The pan India monthly 5G traffic grew 70% year on year, reaching 12.9 Exabytes (EB) in 2025, which makes around 47% of overall mobile broadband traffic, as per the latest Mobile Broadband Index (MBiT) report released by Nokia.
Interestingly, 5G traffic is expected to surpass 4G within the next quarter or two, Vibha Mehra, Country Manager, India, Nokia said while speaking to the press, as adoption accelerates across both metros and smaller circles. However, at the network level, operators still have significant headroom, with 5G capacity utilisation currently estimated between 30% and 60%, suggesting that traffic can continue to grow without immediate large-scale infrastructure expansion.
A user consumed around 31 GB of data in a month, representing 18% compound annual growth rate (CAGR) over the past 5 years. Overall, data traffic crossed 27 EB per month in 2025, driven by rapid 5G rollout, affordable smartphones and rising consumption of video, social media and AI-led applications.

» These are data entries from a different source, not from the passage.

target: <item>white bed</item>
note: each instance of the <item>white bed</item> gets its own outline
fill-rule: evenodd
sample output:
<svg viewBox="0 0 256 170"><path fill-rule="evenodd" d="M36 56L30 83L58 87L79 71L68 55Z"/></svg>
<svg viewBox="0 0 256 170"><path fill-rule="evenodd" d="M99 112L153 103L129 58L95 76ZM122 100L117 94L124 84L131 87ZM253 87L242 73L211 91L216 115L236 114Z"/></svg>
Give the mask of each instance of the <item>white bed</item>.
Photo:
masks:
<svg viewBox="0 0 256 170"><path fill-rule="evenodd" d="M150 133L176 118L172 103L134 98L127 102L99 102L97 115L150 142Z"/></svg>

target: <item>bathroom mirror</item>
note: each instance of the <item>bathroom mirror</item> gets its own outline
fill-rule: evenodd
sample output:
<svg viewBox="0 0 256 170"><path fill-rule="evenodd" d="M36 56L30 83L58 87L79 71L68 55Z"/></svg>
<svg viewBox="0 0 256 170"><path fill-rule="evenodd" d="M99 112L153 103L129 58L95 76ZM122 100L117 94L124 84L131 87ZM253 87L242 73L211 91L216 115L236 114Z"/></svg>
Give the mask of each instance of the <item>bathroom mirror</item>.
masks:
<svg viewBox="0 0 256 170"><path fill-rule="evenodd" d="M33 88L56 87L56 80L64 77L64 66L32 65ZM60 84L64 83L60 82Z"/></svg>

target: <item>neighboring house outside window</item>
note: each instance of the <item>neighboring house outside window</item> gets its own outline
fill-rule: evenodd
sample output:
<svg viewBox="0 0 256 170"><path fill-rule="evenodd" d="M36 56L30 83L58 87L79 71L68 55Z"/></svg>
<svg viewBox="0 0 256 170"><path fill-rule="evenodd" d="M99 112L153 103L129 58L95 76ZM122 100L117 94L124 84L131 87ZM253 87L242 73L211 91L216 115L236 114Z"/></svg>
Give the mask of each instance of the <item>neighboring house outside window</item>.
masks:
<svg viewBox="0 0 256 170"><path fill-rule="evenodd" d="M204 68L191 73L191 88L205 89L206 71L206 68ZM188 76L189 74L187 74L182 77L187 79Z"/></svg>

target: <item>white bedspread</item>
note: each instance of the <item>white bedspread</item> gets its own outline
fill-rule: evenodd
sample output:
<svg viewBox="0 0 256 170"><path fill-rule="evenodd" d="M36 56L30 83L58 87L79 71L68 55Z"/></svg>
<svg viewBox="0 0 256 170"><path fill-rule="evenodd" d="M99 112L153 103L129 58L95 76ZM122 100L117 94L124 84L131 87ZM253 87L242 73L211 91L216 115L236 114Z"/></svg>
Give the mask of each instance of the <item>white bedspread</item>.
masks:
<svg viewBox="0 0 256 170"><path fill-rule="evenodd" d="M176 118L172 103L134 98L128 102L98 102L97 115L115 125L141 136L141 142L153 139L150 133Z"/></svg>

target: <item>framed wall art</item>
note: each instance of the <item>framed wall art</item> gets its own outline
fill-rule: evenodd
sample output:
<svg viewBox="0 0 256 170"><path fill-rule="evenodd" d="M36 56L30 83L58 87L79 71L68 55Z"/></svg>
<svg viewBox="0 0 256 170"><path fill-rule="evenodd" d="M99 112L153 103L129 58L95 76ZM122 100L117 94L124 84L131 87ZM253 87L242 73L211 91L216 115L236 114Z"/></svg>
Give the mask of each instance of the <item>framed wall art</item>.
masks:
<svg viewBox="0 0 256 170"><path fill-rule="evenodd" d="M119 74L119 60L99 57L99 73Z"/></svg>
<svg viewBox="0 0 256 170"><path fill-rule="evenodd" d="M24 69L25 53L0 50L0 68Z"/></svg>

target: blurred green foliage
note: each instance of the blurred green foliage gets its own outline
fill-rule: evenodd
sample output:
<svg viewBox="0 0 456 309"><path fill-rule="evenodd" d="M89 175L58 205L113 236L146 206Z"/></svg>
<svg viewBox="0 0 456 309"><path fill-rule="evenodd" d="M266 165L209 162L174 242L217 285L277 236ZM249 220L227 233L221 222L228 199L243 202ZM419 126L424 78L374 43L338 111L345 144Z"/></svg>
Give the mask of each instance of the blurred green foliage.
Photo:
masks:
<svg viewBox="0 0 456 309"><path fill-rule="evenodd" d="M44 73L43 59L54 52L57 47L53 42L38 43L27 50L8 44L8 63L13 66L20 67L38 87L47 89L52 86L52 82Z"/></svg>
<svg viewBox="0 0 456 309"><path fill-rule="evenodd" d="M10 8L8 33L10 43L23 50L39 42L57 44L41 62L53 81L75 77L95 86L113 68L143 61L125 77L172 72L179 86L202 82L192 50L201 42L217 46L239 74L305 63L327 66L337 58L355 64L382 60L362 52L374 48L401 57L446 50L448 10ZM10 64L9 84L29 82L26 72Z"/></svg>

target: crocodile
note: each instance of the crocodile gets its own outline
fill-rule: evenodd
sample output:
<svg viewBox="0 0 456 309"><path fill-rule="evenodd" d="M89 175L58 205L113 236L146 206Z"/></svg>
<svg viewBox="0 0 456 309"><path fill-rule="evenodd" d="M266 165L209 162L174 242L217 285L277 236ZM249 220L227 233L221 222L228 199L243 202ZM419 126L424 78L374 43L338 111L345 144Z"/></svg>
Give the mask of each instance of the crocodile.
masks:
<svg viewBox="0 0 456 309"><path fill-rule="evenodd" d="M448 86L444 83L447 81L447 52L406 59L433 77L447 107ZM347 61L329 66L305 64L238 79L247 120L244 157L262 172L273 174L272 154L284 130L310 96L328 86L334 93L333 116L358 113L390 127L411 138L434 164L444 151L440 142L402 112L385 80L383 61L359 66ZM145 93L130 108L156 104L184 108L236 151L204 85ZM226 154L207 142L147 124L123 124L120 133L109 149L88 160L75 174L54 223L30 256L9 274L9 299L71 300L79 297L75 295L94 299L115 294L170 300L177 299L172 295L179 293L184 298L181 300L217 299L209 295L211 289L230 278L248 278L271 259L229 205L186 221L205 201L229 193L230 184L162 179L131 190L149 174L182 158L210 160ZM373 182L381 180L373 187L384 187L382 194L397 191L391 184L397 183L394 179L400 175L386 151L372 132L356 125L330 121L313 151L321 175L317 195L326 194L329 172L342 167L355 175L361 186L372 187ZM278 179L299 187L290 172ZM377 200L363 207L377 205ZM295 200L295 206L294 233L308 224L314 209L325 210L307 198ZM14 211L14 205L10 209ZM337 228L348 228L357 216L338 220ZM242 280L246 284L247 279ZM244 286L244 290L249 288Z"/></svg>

Adoption in category A,B and C circles
While metro markets lead with 58% 5G traffic share, adoption in Category A, B and C circles is approaching similar levels, indicating a narrowing digital divide and near-uniform nationwide uptake.
India has also been able to secure the world’s second-largest market for 5G subscribers, data consumption and fixed wireless access (FWA). Additionally, the report projects that the country’s 5G subscriber base could exceed 1 billion by 2031.
The surge in data usage continues to be driven largely by consumer applications, particularly video streaming and social media rather than enterprise use cases. However, executives addressed Fixed Wireless Access as an integral pillar of traffic growth, accounting for over 25% of 5G data, with users consuming nearly 10 times more data than mobile users.
As the operator’s growth mature, the next round of development is best expected to be structured around artificial intelligence, which is beginning to alter network behaviour. Executives noted that mobile networks today are heavily skewed towards downloads, roughly 90% downlink versus 10% uplink with the balance likely to shift as AI, content creation and multimodal applications drive higher uplink demand. To accommodate this, operators may need to dynamically adjust spectrum usage.
The report also highlighted that as the device ecosystem evolves, so does the pace of transition. Over 90% of smartphones shipped in 2025 were 5G-capable, with more than 383 million devices already supporting 5G.
At the same time, connected devices, from wearables and smart appliances to electric vehicles and industrial IoT systems are expected to contribute to future data growth, alongside increasing on-device and cloud-based AI workloads that rely on faster processing and memory capabilities.
Despite strong data growth, monetisation methods needs to be revaluated, as per industry executives. This comes from the understanding that the average revenue per user remains low and that enterprise 5G use cases are often viewed as an integral revenue driver, which are still at an early stage globally.